Gdyni przygotowania do przyszłorocznego The Tall Ships’ Race

Marek Zwierz informuje: To, że Gdynia pięknieje z każdym rokiem wiedzą wszyscy. No, może prawie wszyscy. No, może z wyjątkiem żeglarzy... Warunki w gdyńskiej marinie nie są optymalne, jej otoczenie nie najpiękniejsze. Coś jednak drgnęło i zaczyna się zmieniać!
Na początku lipca 2009 Gdynia będzie gościć żaglowce uczestniczące w pierwszym etapie The Tall Ships’ Races 2009. Przygotowania już się rozpoczęły. Po pierwsze ruszyła naprawa nabrzeża przy Alei JP-II, tam, gdzie normalnie stoi ORP „Błyskawica” i „Dar Pomorza”. Termin zakończenia prac pierwszego etapu remontu planowany jest przed spotkaniem żaglowców, które będzie, przypomnijmy, pomiędzy czwartkiem (2 lipca) i niedzielą (5 lipca). Stąd regaty wyruszą do Sankt Petersburga, a czas pierwszego etapu szacuje się na 6 dni.
Po drugie znajdująca się jeszcze latem w fatalnym stanie fasada budynku Akademii Morskiej poddawana jest renowacji. Wreszcie przestanie straszyć odpadający płatami tynk. Rusztowania już są, a nawet częściowo są już usuwane. Przynajmniej od strony basenu jachtowego prowadzone są intensywne prace. Budynek używany przez Akademię Morską jest perełką przedwojennej architektury. Został zbudowany jako Dom Żeglarza z przeznaczeniem hotelowym, a po wojnie przejęła go ówczesna Wyższa Szkoła Morska administrując nim, po zmianie nazwy, po dzień dzisiejszy.

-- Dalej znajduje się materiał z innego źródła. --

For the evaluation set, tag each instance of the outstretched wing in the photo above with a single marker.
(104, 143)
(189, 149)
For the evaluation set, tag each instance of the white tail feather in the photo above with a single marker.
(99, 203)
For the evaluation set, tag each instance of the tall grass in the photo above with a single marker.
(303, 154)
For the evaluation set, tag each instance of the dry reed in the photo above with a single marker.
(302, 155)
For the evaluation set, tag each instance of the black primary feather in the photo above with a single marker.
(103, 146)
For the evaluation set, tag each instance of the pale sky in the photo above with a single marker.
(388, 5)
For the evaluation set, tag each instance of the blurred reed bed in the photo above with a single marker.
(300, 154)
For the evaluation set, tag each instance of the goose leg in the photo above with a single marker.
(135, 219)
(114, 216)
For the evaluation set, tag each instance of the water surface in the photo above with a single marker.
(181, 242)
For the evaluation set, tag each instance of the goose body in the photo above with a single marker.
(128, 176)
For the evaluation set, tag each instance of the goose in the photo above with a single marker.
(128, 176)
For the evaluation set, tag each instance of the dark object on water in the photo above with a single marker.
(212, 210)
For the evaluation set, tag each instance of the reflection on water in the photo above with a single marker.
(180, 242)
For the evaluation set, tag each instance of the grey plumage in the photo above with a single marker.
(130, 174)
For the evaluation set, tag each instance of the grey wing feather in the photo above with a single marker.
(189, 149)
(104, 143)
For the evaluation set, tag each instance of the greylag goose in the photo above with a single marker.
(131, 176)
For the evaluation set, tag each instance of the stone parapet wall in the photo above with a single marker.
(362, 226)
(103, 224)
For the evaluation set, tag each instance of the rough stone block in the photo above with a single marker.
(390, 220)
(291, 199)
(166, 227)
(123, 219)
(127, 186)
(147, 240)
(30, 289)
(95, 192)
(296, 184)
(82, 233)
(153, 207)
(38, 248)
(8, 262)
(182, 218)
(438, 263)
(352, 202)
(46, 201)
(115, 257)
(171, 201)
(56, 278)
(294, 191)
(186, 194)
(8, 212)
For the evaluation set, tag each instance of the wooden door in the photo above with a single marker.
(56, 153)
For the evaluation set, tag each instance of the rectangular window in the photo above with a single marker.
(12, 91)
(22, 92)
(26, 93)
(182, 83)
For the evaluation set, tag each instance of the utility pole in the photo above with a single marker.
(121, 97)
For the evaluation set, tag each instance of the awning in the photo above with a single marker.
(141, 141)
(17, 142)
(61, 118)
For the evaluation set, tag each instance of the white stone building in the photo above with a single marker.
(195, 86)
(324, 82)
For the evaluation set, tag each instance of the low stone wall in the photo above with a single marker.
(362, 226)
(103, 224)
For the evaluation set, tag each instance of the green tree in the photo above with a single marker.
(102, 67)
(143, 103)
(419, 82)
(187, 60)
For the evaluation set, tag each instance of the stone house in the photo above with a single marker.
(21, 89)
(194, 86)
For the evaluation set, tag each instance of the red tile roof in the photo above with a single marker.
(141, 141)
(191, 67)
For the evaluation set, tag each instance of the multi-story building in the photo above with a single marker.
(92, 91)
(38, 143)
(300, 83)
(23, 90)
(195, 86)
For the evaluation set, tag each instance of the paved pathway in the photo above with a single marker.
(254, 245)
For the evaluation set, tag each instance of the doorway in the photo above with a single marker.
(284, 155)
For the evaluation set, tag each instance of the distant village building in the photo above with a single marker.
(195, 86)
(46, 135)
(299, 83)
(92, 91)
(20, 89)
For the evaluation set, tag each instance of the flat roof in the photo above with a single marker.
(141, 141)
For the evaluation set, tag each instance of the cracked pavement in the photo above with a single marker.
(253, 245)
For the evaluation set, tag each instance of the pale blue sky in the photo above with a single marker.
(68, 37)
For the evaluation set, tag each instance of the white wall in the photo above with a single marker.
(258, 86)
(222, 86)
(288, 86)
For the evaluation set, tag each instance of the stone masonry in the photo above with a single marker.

Po trzecie kończy się budowa Sea Tower, najwyższego budynku mieszkalnego w Polsce. Można długo dyskutować o wadach i zaletach tego drapacza chmur i nie mnie oceniać jego estetykę, a i "Żagle" nie są do takich ocen powołane. Z pewnością podniosło to rozpoznawalność Gdyni z morza. Tak dobrego punktu orientacyjnego nie ma na całej Zatoce Gdańskiej, a kurs na wieżę niemal pokrywa się z kursem na wejście do basenu jachtowego. Z końcem tej inwestycji wiążą się też żeglarskie nadzieje. Ewentualna rozbudowa portu jachtowego w basenie Dalmoru miała się rozpocząć po zakończeniu Sea Tower. Chodziło o niepracowanie jednocześnie na dwóch frontach i o uporządkowany dojazd do portu. Zobaczymy, co z tego wyniknie.
Kilka obrazków...
Będziemy śledzić dalsze etapy przygotowań do spotkania żaglowców i informować o tym Czytelników. Mamy nadzieję, że informacji będzie sporo a wszystkie dobre dla żeglarzy.